Biliyorsunuz Itri Efendi 1700’lü yıllarda yaşamış ünlü bir bestekârımız, şairimiz “tekbir”in de bestekârıdır kendisi. O zat-ı muhterem Edirnekapı’daki mezarlıkta medfun idi. Zamanla mezar kaybolmuş ve âdeta bir değer yitirilmişti. Müzikle alakadar genel müdür yardımcılarımızdan biri konuyu bizlere açtı ve biz de önem atfederek bu değerli insanın kabrini özenle düzenledik. Ayrıca içine bir de sensör yerleştirerek bestekârı olduğu Tekbir’i oradan geçenlere dinletiyoruz.
Bunlarla birlikte yapmayı istediğimiz o kadar çok güzel şey var ki. Tek ihtiyacımız doğru zaman....

YARDIM: Kitapta adı geçen mesleklerden bir kısmı tamamen unutulmuş, adları bile bilinmiyor. Acaba bu konuda gerçek bir envanter çıkarılabilir mi? Ansiklopedik bir yayın olabilir mi? Bu mesleklerden ihya edilebilecek olanlar yok mu?

ORAN: Öncelikle şunu belirteyim, bizim faaliyet alanı olarak aslî işimiz bankacılık. Uluslararası nitelikte bir kurum olmamız dolayısıyla kendi sektörümüzde ayrıcalıklı bir konuma sahibiz. Bununla birlikte sosyal sorumluluk anlamında, misyonumuz gereği birçok projeye destek veriyor, ayrıca bazı projelere öncülük ediyoruz. Meslekî olarak tarihle ilgilenenler, sanat tarihçileri veya sosyal ve toplumsal hayat uzmanlarının bu konuda çalışma yapabileceğini düşünüyorum. Üniversitelerimizin konuyla alakalı fakülteleri veya ihtisas dallarının yapacağı çalışmalarla gerçek bir envanter çıkarmak mümkün olabilir ancak. Bizlerin bizatihi böyle bir çalışmayı yapacak durumumuz yok, yalnızca böyle bir çalışmayı gerçekleştirecek insanlara destek olma anlamında katkıda bulunabiliriz. Uygun, altı doldurulmuş ve insanlık adına fayda mütalaa ettiğimiz bir konuda faaliyet gerçekleşecekse biz de kurum olarak böyle bir projeye sahip çıkarız.
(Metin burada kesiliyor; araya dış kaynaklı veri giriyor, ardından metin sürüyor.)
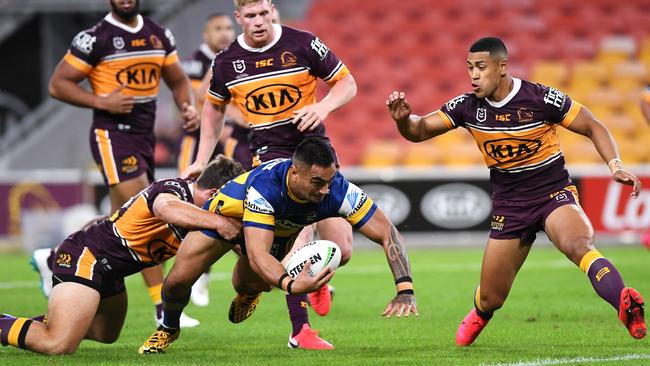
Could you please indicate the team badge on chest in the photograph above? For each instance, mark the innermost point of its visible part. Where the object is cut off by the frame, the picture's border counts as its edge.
(239, 65)
(118, 43)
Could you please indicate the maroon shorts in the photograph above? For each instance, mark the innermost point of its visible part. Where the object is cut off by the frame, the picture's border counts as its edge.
(122, 156)
(523, 219)
(75, 262)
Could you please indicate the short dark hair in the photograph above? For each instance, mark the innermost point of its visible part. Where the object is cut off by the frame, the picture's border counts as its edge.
(314, 151)
(493, 45)
(219, 171)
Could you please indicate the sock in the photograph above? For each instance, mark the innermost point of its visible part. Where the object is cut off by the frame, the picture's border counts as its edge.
(477, 304)
(173, 308)
(297, 305)
(603, 276)
(156, 298)
(13, 331)
(50, 258)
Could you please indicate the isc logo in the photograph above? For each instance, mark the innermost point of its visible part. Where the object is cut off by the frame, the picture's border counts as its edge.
(511, 149)
(264, 63)
(272, 99)
(143, 76)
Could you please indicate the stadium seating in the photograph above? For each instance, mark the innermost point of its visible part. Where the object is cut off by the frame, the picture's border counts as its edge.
(598, 52)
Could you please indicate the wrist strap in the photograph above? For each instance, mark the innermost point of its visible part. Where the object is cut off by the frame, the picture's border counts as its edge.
(615, 165)
(284, 275)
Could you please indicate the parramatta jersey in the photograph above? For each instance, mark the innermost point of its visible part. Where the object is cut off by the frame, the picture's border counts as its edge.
(270, 83)
(518, 137)
(133, 236)
(262, 199)
(113, 54)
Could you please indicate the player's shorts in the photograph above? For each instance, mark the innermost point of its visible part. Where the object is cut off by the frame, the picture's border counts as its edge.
(523, 219)
(75, 262)
(122, 156)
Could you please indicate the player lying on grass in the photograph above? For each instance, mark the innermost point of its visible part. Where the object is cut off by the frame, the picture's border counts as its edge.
(89, 299)
(514, 124)
(275, 201)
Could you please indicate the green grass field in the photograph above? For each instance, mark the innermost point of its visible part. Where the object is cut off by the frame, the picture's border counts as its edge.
(551, 317)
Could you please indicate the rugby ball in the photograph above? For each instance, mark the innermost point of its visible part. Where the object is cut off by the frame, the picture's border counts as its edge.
(320, 253)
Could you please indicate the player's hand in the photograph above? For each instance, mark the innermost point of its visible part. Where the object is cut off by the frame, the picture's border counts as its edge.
(193, 171)
(403, 304)
(624, 177)
(116, 102)
(305, 283)
(191, 117)
(229, 228)
(399, 108)
(309, 117)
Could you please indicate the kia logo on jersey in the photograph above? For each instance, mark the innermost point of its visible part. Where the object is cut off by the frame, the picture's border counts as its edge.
(511, 149)
(272, 99)
(142, 76)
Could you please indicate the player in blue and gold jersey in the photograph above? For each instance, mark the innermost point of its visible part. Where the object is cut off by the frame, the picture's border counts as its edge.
(275, 201)
(124, 57)
(514, 123)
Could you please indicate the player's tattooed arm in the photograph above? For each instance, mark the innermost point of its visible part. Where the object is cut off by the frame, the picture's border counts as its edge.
(382, 231)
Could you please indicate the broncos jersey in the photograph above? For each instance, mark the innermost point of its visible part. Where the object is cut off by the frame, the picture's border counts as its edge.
(518, 137)
(113, 54)
(262, 198)
(270, 83)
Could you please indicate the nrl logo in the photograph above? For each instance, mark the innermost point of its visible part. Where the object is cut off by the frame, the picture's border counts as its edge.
(239, 66)
(118, 43)
(481, 114)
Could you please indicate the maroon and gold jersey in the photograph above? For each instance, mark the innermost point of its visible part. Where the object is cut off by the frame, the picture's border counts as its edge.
(141, 237)
(113, 54)
(270, 83)
(518, 137)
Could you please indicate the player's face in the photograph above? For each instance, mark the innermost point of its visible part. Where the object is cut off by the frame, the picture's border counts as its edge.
(312, 183)
(486, 72)
(125, 9)
(256, 21)
(219, 33)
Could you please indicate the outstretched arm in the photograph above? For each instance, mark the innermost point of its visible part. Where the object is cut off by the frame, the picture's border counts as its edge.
(587, 125)
(413, 127)
(380, 230)
(171, 209)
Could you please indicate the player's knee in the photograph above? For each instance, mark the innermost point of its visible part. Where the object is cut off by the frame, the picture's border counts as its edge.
(492, 302)
(576, 246)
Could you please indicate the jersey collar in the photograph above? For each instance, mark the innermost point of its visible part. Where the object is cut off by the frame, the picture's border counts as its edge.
(291, 195)
(516, 85)
(278, 34)
(205, 49)
(111, 19)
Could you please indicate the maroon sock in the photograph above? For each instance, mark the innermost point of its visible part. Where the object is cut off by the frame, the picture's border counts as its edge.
(606, 281)
(297, 305)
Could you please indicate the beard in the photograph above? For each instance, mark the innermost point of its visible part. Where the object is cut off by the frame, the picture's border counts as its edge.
(126, 15)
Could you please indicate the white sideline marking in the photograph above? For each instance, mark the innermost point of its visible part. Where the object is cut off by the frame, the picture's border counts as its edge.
(566, 361)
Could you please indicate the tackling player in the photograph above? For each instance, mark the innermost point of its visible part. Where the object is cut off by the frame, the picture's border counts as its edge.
(270, 74)
(89, 299)
(514, 124)
(275, 201)
(124, 57)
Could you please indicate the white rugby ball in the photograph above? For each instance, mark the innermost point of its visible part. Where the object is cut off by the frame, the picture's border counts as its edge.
(320, 253)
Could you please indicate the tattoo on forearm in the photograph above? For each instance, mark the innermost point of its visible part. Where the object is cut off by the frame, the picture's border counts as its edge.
(397, 256)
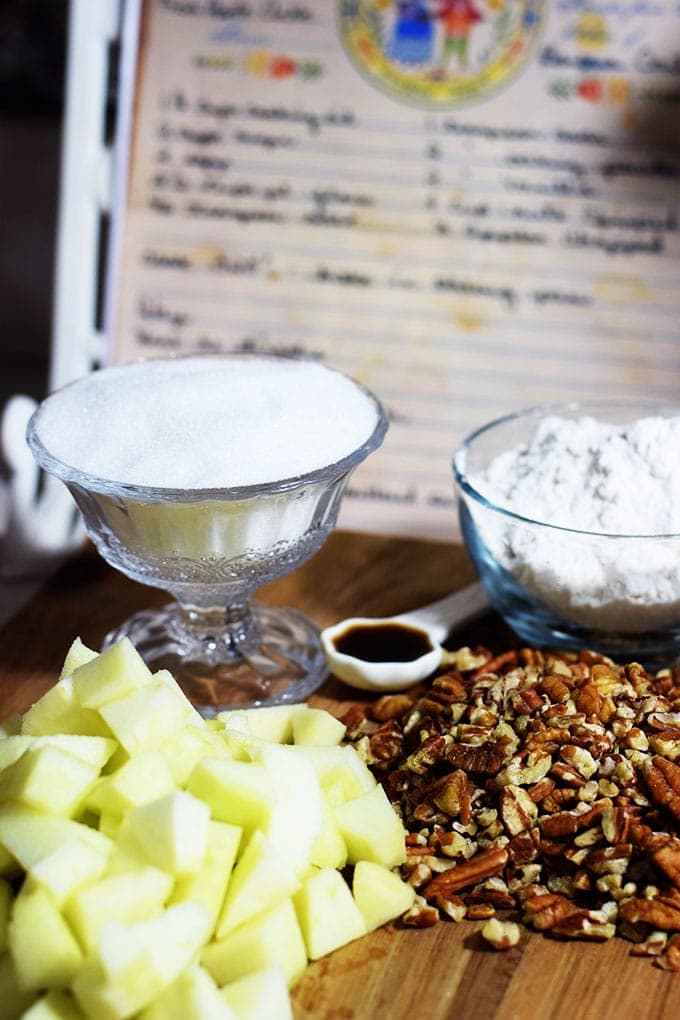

YARDIM: Konuya ilgi duyanlara tavsiye edeceğiniz hususlar nelerdir? Özellikle Anadolu’daki araştırmacılarımıza yönelik önerileriniz neler olabilir?

ORAN: Daha önce de belirttiğim gibi bizim çalışmamız ummanda bir damla. Böyle bir çalışmaya girecek kişi öncelikle bunu özümsemeli. Ve tarihini atasını geçmişini sevmeli, bununla birlikte yarını inşa ettiğinin de farkında olup buna göre çalışmalı. Çok sevdiğim bir söz vardır sözün güzelliğinden dolayı da bir çok kişinin farklı bir çok şeyi kastederek tekrarladığı bir söz “Biz bu dünyayı atalarımızdan miras değil, çocuklarımızdan emanet aldık.” İşte bizim istediğimiz zihniyetin temelini bu oluşturmalıdır. Önemli olan şudur ki dün yaşamış bu meslekler ve hikâyeler aslında bize dünden kalan ve bizimde yarınlara bırakılacak kendi kültürümüzün mirasıdır. Emek asla zayi olmaz yarınlara taşınarak geçmişe vefa geleceğe miras olarak bedelini bize fazlasıyla öder.